The Education Ministry has yet to decide where Seonam students will continue their studies if the school shuts down, but Lee said specific negotiations will start once the government concludes for sure whether the school will survive.

Regarding the 49 medicine department undergrads, Lee said it was likely they will be transferred to neighboring schools in North Jeolla - either Chonbuk National University in Jeonju, a public school, or Wonkwang University in Iksan, a private institute.

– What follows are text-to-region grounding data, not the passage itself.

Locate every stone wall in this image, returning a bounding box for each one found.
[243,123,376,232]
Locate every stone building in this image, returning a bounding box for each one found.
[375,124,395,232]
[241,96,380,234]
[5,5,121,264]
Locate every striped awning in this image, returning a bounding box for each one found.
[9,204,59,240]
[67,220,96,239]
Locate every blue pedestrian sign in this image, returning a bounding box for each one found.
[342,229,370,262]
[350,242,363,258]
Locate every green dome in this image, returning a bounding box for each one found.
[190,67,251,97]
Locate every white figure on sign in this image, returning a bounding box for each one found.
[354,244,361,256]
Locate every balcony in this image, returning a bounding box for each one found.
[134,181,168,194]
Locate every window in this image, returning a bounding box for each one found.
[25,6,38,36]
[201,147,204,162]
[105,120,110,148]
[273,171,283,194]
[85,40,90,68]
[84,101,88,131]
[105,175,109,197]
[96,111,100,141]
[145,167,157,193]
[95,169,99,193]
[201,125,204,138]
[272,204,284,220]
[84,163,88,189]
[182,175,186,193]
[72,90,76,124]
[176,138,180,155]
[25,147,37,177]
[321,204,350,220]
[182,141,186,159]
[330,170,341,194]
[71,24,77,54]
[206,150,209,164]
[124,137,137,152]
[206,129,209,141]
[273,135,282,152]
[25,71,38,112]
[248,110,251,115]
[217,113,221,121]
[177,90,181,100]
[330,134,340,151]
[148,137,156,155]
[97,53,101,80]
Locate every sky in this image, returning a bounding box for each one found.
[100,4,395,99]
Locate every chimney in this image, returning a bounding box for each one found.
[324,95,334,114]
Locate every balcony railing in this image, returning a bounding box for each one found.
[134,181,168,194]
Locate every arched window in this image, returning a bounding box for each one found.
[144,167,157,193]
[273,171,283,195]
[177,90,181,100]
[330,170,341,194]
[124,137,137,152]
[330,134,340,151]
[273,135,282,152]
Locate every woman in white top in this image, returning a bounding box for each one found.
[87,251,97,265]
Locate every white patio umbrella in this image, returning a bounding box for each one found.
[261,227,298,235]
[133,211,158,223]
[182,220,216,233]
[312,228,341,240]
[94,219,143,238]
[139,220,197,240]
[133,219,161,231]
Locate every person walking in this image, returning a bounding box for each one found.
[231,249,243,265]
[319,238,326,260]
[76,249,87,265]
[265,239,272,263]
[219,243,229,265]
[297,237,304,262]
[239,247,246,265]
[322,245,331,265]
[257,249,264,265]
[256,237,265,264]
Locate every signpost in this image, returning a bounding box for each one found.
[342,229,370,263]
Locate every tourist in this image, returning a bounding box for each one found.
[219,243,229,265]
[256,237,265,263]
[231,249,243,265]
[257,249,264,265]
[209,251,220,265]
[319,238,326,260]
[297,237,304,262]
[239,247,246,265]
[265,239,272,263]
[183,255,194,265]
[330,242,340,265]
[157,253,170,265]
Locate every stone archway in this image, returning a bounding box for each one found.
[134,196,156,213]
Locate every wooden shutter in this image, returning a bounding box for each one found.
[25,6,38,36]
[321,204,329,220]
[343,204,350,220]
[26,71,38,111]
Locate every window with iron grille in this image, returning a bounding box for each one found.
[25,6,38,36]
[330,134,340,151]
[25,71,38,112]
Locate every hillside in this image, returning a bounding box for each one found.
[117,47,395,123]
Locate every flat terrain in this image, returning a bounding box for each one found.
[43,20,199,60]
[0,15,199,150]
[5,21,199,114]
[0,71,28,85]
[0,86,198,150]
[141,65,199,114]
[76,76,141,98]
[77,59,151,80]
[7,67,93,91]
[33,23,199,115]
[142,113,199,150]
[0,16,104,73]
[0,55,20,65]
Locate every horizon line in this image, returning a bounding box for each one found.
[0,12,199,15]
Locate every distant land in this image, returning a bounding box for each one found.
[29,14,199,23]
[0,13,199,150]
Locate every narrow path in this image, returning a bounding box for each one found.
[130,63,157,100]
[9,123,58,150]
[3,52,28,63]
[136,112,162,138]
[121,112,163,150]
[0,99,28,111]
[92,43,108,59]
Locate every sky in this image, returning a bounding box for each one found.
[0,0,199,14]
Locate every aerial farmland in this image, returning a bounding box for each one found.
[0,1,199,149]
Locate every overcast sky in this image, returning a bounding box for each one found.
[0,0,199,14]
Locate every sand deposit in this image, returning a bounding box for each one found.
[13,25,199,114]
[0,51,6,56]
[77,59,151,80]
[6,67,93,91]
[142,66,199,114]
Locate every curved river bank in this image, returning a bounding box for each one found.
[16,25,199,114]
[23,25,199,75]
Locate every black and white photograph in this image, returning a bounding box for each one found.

Twenty-three-year-old Yang, a Seonam University student who wished to give only her surname, worries she might not get a job next year after employers notice she was from the school.

“They could be like, ‘Oh, you’re from Seonam University. Isn’t that the school that shut down?’” said Yang. “The school hasn’t officially closed yet, but the more people think so, the more it will be difficult for me to get through job interviews.”